(Originally published 3/21/09)
AIG has paid $165 million in performance bonuses -- including 73 bonuses of more than $1 million each this year -– to its employees since U.S. taxpayers forked over $170 billion in federal assistance and took ownership of nearly 80 percent of the company late last year.
The American public, most of whom are getting a $13/week "bailout" from Uncle Sam in return for their sinking savings and evaporating home values, pounced like angry piranha on this latest Wall Street affront.
Federal lawmakers and stammered with incredulity. President Barack Obama was even caught up in the wrath, giving himself over to stronger-than-usual rhetoric: "Where's the outrage?" Lawmakers demanded to know, how this could happen?

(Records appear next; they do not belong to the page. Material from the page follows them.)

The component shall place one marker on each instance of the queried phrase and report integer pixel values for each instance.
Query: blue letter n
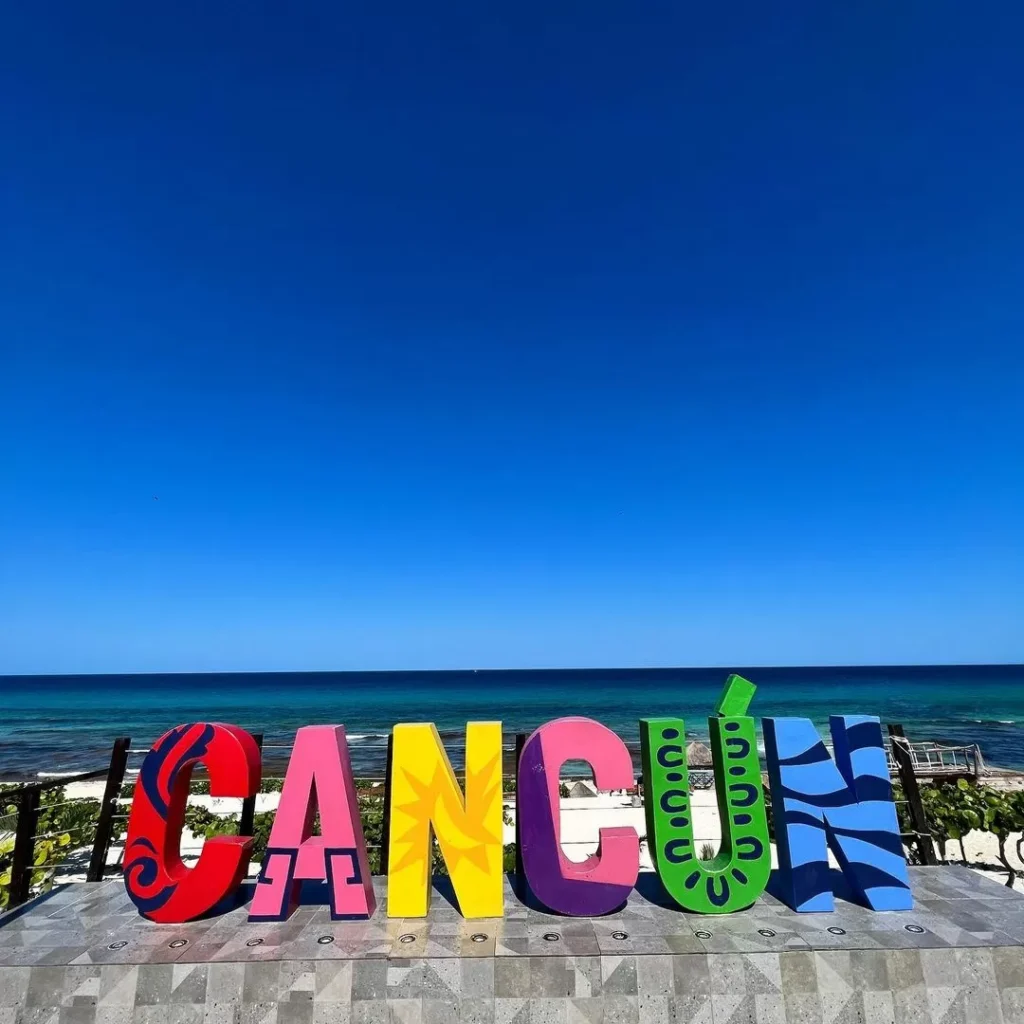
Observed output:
(846, 805)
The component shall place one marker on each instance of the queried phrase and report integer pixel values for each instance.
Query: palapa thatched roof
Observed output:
(697, 755)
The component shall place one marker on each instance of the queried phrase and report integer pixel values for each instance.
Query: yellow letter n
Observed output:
(425, 793)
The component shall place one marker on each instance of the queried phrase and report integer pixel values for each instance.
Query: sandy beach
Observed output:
(582, 818)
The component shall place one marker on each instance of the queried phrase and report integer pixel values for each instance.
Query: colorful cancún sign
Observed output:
(842, 802)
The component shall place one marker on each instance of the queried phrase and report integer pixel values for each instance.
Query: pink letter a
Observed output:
(320, 774)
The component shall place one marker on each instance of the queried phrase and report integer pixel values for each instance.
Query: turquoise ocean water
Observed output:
(68, 723)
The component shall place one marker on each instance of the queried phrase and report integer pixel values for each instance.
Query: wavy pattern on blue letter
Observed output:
(845, 804)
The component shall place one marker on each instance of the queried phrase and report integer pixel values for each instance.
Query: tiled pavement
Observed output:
(84, 955)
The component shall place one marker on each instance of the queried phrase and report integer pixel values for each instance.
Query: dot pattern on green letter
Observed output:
(735, 878)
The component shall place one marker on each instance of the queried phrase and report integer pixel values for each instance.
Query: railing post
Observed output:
(248, 816)
(22, 857)
(104, 825)
(520, 873)
(386, 826)
(901, 754)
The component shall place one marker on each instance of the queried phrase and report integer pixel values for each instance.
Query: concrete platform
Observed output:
(82, 954)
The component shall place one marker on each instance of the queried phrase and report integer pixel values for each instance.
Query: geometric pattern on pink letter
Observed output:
(602, 882)
(318, 777)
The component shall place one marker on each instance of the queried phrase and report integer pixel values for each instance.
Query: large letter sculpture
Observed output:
(159, 884)
(738, 875)
(846, 805)
(425, 793)
(320, 774)
(602, 882)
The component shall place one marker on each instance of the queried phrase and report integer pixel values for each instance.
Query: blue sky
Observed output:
(419, 336)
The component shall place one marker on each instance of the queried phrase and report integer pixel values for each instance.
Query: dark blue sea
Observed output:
(68, 723)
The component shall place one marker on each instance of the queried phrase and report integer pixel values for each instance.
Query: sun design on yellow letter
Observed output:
(468, 827)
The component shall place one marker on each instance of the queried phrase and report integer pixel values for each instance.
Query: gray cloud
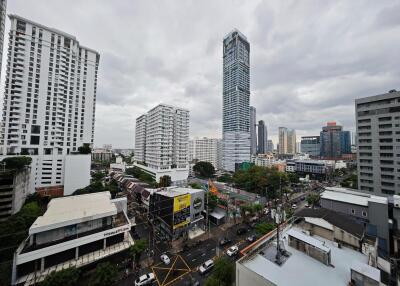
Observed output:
(309, 59)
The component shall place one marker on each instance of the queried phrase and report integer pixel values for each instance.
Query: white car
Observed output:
(145, 279)
(206, 266)
(233, 250)
(165, 259)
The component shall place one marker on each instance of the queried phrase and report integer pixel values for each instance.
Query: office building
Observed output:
(49, 99)
(178, 211)
(74, 231)
(205, 149)
(310, 145)
(270, 146)
(287, 141)
(335, 142)
(378, 147)
(14, 188)
(3, 12)
(163, 142)
(262, 137)
(253, 133)
(236, 100)
(140, 138)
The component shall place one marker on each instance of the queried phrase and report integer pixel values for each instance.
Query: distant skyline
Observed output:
(309, 59)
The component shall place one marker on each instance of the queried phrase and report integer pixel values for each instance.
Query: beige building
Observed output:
(287, 141)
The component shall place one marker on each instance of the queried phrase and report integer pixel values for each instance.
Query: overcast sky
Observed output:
(309, 59)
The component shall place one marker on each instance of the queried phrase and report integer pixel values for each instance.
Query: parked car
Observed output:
(145, 279)
(251, 238)
(241, 230)
(225, 241)
(233, 250)
(165, 259)
(206, 266)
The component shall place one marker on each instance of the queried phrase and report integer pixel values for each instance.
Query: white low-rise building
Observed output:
(74, 231)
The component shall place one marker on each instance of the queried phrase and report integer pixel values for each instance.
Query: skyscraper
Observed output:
(161, 140)
(287, 141)
(3, 8)
(334, 141)
(49, 101)
(262, 137)
(253, 133)
(236, 100)
(378, 135)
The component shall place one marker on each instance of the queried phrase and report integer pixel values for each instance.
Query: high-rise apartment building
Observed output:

And that's where the story gets interesting. Journalists dug into the bailout bill and found language that answered their question: Lawmakers not only allowed those bonuses; they specifically protected them.
U.S. Sen. Christopher "It wasn't-a-sweetheart-Countrywide-mortgage" Dodd (D-Conn.), who chairs the Senate Banking Committee and had a personal hand in writing the bailout bill, insisted for two days that he didn't write the language.
Well, actually, he admitted later, he did ... but it wasn't his idea.
It was all the Obama Administration, he said; it was all Treasury Secretary Tim Geithner.
The rhetoric softened. The bonuses were still offensive –- even stunning, Obama said, but the government had to protect them because Treasury Department officials feared lawsuits if they weren't paid.
Folks, I'm no economist. But it seems to me that if the government is forced to bail out your company to keep the entire American economy from foundering, your performance is less than bonus-worthy. But I digress.
After realizing that they had no one to blame for the bonus mess but themselves, congressmen who voted for the bailout furiously haggled over whether it was better to sue to recoup the money or just to tax it at ... oh, say, 90 percent.
SIDEBAR: Lawmakers supposedly allowed the bonuses to avoid getting sued, but now they want to sue to get it back. I love irony; don't you? END SIDEBAR
Appearing on "The Tonight Show with Jay Leno" Thursday, Obama was charming and engaging –- so much so that most viewers probably didn't realize that he apparently opposes recouping the bonuses at all.
"The immediate bonuses that went to AIG are a problem," the president said, "but the larger problem is we've got to get back to an attitude where people know enough is enough and people have a sense of responsibility."
And as for taxing it?
"I understand Congress's frustration," he said. "But the best way to handle this is to make sure you close the door before the horse gets out of the barn. What happened here was that the money's already gone out and people are scrambling to try to find ways to get back at them."
In that analogy, the money is the horse, and taxpayers are left to clean up the barn.
Obama told Leno that over the next several months, he wants to make sure "that we don't lurch from thing to thing" on the economy.
Funny thing, that word "lurch." It means to roll or tip abruptly, or to stagger.
... Kind of like what lawmakers have been doing on AIG all week.